Why the direction field induced by the following integral curves and defined on the entire plane is non-rectifiable ?
Edit: A direction field is (locally) rectifiable if there exists, in a neighbourhood of each point, a diffeomorphism mapping it into a field of parallel directions.
This vector field is locally rectifiable but not globally rectifiable.
The proof that it is locally rectifiable would be to write down formulas for the required diffeomorphisms in a neighborhood of each point, although to do that one would need to be given formulas for the vector field itself; this should not be too difficult.
For the direction field to be globally rectifiable, there would have to be a diffeomorphism $f : \mathbb{R}^2 \to \mathbb{R}^2$ such that $Df$ takes your vector field to the horizontal vector field $\frac{d}{dx}$, hence takes each of the integral curves in your drawing to a horizontal line. To see why this is impossible, you can use orientations of integral curves.
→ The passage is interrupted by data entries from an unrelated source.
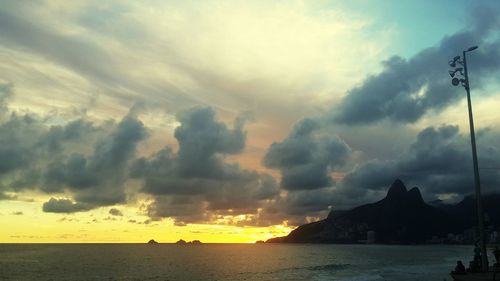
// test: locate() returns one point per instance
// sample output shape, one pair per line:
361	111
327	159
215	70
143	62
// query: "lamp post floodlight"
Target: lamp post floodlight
477	183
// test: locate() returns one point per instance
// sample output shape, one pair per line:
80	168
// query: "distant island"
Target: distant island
402	217
183	242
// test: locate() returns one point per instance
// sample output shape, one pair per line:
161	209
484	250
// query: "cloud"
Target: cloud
89	161
115	212
196	183
406	89
306	157
439	162
64	206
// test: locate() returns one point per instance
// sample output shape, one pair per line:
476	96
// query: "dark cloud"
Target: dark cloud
439	162
115	212
406	89
53	158
196	184
306	157
99	179
64	206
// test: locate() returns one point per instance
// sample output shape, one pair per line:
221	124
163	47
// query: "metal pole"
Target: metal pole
477	185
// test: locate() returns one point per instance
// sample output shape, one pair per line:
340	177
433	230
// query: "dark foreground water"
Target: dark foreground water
227	262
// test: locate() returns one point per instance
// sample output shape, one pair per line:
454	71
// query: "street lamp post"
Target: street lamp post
477	183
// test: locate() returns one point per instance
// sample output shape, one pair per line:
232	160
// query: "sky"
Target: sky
234	121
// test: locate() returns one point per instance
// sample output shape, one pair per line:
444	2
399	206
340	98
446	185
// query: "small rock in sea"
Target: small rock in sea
181	242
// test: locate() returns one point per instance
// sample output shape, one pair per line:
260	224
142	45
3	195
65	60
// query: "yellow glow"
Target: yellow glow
34	226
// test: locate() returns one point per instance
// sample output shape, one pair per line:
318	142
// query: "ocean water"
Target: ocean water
228	262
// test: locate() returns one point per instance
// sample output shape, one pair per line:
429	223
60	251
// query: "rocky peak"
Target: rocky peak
397	190
415	195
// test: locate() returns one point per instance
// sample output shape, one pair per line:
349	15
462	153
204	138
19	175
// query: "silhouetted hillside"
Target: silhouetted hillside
401	217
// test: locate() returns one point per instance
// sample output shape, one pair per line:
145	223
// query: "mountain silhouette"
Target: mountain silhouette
401	217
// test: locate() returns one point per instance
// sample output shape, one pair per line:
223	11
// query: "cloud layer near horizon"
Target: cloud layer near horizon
118	101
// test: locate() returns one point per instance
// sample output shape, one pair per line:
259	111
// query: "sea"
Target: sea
229	262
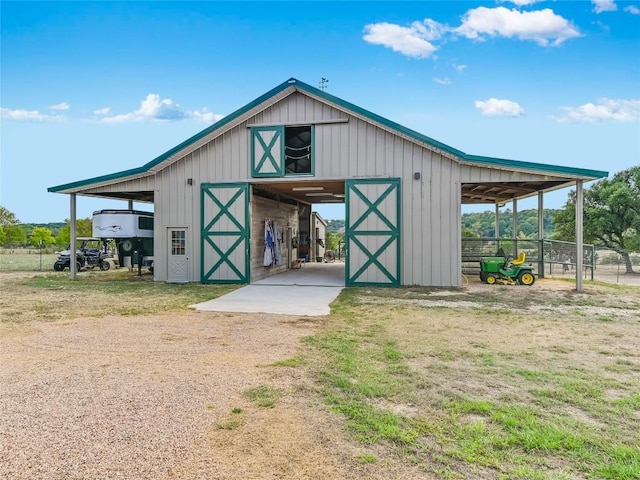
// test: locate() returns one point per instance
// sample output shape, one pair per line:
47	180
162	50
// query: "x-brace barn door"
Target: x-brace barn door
373	211
267	149
225	233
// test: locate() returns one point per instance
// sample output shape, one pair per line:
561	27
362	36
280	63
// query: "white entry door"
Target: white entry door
178	256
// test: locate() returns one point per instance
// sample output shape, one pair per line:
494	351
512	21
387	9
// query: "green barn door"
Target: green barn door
267	149
225	233
373	211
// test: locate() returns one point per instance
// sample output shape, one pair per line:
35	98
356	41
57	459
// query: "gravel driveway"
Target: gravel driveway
145	398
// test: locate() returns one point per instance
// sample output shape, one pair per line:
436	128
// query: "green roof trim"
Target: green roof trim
543	167
489	161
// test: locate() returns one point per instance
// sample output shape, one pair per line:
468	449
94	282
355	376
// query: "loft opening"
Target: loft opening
298	150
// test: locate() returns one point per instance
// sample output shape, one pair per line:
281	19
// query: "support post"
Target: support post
579	234
540	235
72	236
514	227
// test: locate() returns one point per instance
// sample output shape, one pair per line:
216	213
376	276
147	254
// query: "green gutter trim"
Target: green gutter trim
103	178
540	167
297	84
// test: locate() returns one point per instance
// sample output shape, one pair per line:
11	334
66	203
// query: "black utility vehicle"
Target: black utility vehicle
92	252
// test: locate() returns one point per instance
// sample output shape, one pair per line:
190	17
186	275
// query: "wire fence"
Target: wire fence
552	258
558	259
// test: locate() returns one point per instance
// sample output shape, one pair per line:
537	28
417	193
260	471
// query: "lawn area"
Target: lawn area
476	385
484	382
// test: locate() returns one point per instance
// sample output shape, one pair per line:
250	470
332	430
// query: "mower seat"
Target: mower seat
520	260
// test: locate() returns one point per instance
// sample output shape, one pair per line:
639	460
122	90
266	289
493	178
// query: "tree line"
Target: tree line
611	220
14	234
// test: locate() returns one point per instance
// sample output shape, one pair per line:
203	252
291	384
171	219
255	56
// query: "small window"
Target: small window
297	150
178	244
145	223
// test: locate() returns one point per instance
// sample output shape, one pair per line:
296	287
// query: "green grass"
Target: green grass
297	361
554	421
263	396
23	262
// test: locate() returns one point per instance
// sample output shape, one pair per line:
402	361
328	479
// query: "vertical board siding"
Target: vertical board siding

In your picture, there are exactly two ways to continuously orient the integral curves. Any orientation of any single curve determines the entire orientation. Your diagram shows the $x_1$-axis (the line $x_2=0$) oriented towards the right, which is then extended by continuity to all integral curves. The other choice would be to orient the $x_1$-axis to the left, and then extend continuously. No matter which of those two choices you make, the horizontal integral curves in your diagram will be alternately oriented ...-left-right-lift-right-... as you move upwards from each horizontal integral curve to the next. So, for instance, in your diagram the horizontal axis $x_2=0$ is oriented to the right, and the next horizontal integral curve above it, which is probably $x_2 = 1$, is oriented to the left.
In the horizontal vector field $\frac{d}{dx}$, there are also exactly two continuous ways to orient the integral curves: all oriented to the right; or all oriented to the left. So, for instance, both of the lines $x_2=0$ and $x_2=1$ will be oriented to the right, \emph{or} both will be oriented to the left.
If there were a diffeomorphism between your vector field and the horizontal vector field, then there would exist a diffeomorphism $f : \mathbb{R} \to [0,1]$ which preserves the orientation of the lower boundary line $\mathbb{R} \times \{0\}$ but reverses the orientation of the upper boundary line $\mathbb{R} \times \{1\}$. But no such diffeomorphism exists: any orientation preserving diffeomorphism from an oriented manifold to itself must preserve the induced boundary orientations (this is a standard theorem in differential topology).